Both CHG and Vernon have been very long time summer residents on the island. Dr. Martin Luther King was part of that whirlwind of civil rights leaders in the 1960s that came to Villa Rose on Narragansett avenue as guests of then-owner Joe Overton from Harlem. The property was dubbed the “summer White House of the movement.” This sprawling Victorian seaside mansion has a billiards table on the third floor that was a favorite spot for Dr. King.
Atlanta, proud of its business and community moniker “A City Too Busy to Hate,” elected the charismatic Maynard Holbrook Jackson in 1973 as its first black mayor. Maynard was invited to Oak Bluffs to speak to a weekend of events sponsored by The Partnership, a Boston based organization created to attract professionals of color to work and live in Boston.
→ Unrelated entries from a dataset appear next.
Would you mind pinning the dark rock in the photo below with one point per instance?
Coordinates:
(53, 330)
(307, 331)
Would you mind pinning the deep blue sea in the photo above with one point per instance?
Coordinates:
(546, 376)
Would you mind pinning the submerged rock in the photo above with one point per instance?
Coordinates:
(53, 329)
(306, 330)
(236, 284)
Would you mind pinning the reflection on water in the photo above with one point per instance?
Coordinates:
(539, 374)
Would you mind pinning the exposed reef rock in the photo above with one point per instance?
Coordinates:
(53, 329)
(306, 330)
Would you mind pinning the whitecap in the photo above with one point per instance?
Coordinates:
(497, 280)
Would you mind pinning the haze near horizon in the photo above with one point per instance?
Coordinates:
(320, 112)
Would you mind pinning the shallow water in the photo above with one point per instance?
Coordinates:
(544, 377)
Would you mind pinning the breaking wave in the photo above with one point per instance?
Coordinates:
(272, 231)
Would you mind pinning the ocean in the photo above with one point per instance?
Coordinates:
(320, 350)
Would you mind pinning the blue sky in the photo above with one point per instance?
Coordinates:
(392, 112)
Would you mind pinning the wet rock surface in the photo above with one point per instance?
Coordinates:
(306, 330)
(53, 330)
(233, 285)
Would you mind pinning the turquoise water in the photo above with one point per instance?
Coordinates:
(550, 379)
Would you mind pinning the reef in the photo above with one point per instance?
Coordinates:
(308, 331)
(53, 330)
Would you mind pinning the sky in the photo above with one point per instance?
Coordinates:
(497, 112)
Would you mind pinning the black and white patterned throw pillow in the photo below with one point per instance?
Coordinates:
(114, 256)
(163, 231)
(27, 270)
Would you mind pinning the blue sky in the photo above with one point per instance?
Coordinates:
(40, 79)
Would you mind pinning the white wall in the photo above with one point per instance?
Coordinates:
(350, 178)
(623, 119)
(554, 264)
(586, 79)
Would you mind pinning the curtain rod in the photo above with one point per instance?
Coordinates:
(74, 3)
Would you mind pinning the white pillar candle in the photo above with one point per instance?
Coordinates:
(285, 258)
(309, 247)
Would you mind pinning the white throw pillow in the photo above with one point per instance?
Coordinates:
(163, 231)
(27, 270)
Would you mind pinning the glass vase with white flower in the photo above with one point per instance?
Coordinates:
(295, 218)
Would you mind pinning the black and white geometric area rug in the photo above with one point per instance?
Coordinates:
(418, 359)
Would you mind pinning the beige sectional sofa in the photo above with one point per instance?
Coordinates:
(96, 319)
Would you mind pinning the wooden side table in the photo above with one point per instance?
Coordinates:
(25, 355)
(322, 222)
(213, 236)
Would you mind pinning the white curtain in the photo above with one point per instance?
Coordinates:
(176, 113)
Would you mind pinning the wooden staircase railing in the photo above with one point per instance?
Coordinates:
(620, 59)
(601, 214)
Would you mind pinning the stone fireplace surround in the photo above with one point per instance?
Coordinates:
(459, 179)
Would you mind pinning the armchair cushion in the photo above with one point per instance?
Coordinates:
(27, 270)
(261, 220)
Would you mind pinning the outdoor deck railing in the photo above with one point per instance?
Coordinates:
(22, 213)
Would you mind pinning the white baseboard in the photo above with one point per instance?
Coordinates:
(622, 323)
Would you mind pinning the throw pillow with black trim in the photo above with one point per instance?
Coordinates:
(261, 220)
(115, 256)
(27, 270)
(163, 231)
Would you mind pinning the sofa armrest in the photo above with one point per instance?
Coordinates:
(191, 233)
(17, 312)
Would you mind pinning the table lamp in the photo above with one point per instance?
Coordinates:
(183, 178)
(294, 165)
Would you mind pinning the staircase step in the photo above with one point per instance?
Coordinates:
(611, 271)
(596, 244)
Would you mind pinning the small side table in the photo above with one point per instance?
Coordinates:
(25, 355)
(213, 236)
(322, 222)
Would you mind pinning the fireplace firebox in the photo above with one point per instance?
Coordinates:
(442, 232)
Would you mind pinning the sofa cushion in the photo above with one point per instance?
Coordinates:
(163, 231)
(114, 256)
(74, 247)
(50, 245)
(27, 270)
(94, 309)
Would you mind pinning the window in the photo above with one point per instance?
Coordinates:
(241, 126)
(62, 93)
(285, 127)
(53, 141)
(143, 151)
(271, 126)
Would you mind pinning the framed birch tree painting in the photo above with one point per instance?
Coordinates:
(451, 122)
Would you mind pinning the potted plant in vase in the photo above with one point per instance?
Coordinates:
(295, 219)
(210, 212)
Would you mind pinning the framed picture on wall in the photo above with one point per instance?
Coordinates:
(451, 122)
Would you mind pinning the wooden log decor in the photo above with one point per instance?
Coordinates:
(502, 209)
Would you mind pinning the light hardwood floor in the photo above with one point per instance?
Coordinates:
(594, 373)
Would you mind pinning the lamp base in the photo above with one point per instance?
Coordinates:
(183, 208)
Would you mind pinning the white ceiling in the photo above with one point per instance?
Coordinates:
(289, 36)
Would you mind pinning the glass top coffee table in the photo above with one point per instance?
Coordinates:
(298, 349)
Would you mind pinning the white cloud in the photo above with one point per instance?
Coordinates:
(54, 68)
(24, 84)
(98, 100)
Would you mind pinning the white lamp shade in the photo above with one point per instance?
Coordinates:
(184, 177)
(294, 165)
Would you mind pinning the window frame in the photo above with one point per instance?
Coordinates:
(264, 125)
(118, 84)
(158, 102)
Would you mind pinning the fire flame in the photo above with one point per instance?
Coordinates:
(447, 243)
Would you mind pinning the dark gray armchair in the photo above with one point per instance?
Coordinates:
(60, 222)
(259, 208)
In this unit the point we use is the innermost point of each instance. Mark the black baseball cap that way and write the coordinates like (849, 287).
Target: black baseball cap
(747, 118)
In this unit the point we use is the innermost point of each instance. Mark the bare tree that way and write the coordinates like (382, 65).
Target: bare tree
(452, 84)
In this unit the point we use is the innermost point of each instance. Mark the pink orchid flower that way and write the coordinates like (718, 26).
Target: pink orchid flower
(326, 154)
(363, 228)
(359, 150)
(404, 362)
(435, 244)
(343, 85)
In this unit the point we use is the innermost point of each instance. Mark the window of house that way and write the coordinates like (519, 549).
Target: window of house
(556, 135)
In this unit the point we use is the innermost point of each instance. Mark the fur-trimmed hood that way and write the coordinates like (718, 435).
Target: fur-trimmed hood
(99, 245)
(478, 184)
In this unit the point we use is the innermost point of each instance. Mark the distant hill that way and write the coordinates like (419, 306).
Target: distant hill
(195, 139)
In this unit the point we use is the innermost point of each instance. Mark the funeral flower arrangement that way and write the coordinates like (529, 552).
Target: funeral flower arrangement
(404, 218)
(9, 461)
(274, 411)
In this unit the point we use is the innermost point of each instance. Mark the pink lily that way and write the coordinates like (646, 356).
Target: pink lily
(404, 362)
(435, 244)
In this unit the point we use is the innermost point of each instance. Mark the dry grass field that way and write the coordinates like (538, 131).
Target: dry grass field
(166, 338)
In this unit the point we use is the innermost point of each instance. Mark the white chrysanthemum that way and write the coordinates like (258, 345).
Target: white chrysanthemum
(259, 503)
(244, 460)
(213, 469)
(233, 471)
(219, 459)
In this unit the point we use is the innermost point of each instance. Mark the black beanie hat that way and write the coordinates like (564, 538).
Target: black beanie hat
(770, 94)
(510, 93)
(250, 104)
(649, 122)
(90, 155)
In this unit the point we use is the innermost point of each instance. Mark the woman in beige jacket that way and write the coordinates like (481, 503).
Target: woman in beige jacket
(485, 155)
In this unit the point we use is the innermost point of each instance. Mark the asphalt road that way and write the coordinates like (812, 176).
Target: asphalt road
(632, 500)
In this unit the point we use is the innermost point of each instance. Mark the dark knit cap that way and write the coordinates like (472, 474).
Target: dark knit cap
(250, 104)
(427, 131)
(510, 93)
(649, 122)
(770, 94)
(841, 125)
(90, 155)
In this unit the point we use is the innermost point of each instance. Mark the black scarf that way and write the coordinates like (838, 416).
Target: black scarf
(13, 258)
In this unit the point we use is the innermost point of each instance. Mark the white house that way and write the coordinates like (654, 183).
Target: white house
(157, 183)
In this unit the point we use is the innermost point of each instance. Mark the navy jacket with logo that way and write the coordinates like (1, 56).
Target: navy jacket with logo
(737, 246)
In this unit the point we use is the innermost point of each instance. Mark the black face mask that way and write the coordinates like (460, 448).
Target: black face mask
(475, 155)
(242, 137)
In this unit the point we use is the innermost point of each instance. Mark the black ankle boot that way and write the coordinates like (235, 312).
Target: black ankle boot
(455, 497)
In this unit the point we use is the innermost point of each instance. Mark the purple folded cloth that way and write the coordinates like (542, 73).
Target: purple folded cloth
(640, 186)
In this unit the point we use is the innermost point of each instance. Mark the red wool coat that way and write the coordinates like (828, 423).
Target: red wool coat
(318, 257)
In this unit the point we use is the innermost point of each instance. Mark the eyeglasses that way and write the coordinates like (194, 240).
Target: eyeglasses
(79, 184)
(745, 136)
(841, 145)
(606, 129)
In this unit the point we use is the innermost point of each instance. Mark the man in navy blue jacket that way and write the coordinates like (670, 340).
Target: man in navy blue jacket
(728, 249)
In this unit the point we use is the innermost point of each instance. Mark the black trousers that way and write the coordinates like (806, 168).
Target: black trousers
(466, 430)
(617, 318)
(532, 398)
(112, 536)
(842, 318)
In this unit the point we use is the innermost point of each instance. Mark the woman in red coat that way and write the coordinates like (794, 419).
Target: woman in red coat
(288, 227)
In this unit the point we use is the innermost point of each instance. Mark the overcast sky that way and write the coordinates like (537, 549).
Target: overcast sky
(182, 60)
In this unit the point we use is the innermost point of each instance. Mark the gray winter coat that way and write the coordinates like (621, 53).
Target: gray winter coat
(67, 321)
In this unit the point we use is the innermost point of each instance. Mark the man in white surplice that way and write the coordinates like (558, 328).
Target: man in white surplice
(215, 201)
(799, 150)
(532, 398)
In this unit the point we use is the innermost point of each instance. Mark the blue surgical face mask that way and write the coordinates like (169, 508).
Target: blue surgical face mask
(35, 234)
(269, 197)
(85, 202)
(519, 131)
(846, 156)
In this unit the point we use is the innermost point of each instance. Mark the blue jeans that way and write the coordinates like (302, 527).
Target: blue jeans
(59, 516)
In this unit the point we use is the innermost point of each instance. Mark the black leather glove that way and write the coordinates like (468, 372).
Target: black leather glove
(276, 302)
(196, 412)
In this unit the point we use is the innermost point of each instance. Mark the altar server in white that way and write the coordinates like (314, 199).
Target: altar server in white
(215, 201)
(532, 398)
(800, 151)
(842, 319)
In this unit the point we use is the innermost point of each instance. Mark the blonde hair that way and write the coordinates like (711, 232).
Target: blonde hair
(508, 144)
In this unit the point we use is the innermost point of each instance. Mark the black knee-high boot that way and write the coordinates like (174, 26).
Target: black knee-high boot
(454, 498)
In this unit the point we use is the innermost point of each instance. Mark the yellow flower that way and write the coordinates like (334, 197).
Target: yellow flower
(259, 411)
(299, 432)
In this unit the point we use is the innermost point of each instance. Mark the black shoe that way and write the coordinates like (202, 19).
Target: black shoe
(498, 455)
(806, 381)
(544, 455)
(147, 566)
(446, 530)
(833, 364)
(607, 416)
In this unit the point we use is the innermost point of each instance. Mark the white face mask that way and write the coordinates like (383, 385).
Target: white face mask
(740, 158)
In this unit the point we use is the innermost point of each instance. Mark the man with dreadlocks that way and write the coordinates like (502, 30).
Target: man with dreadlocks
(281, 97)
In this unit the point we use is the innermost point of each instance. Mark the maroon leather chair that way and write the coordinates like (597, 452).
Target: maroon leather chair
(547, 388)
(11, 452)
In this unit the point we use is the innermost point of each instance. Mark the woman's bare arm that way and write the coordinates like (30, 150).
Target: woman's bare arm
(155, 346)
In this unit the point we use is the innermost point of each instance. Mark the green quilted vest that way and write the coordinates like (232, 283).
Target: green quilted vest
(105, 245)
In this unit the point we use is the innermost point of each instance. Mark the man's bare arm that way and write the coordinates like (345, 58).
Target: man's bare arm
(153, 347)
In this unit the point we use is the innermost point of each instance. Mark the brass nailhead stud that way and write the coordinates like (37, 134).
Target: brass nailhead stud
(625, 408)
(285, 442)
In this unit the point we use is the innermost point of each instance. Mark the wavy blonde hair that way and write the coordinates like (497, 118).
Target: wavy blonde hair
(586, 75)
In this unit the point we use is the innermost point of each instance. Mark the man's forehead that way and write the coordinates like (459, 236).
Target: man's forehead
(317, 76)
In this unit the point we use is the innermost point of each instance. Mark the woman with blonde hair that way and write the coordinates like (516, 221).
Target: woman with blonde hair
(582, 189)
Bennie Wiley, Charlie Beard and I were part of the organization leadership at that time.
Maynard would come back many summers after his first visit. Another mayor of Atlanta, Andy Young, would come to Oak Bluffs in 1986 initially to marry Prof. Lani Guinier to Nolan Bowie. He would return a decade later to speak at Shearer Cottage on behalf of Roads Scholar and read from his book An Easy Burden: The Civil Rights Movement and the Transformation of America. Most recently he spoke at Union Chapel on a panel organized by Clark Atlanta University to discuss the state of the American democracy.
John Lewis continued this thread of Atlanta royalty coming to the Vineyard when in August of 1998 he delivered a keynote address at Union Chapel on the 35th anniversary of the 1963 March on Washington. Lewis would come many, many times after that for panels, fundraisers and to introduce his books Walking with the Wind and March.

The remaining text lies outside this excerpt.